A second, more tangible, problem is that of our environment and its health consequences. Northern Ireland has a woeful record of environmental protection and enforcement, even by the UK’s generally dismal standard. It has only been concealed thus far by the fact that we have a lot of land, very few people, generally indifferent politicians and civil servants and a external image in which only paramilitaries figure. European directives are widely flouted, but can, with time, patience and resources, bring about dramatic victories for common sense, sustainability and the health of our children. Leaving Europe would be to hand back those most valuable tools, and to entrust our landscape, wellbeing and future to the corporate cheerleaders of Stormont and Westminster.

And finally, in a European context, we can and should be bolder in asserting our rights. We are still trapped by a recent history in which ‘rights’ were something that one side asked for, and the other was determined to withhold. The narrative legacy of that imbalance continues, so that even now, in respect of LGBTQ and reproductive rights, political parties are not only unrepentant but self-congratulatory about withholding them. Again and again, it has been European human rights legislation which has forced Stormont into the sunlight.
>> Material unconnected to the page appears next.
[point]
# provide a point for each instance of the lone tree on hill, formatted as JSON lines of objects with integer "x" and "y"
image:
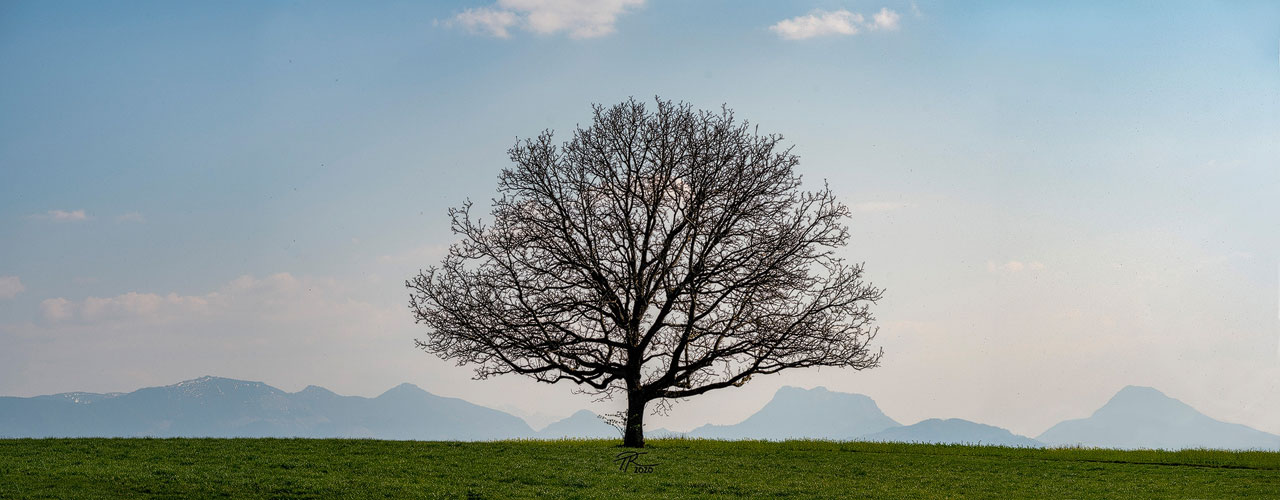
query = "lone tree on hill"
{"x": 659, "y": 253}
As I write, we have three more weeks until the referendum. If it is as close as it looks as though it might be, Northern Ireland’s few votes could make all the difference. But that’s not the only, or even the main reason why I’m talking about it, and I hope that my neighbours will too. For us, more than for anywhere else in the UK, the European dimension is critical. It gives us the means to dismantle the barriers of the past, to forge renewed identities, to speak louder than the dreary squabbles of Stormont and to build our own future. We in Northern Ireland don’t just need to remain in Europe, we need to claim it.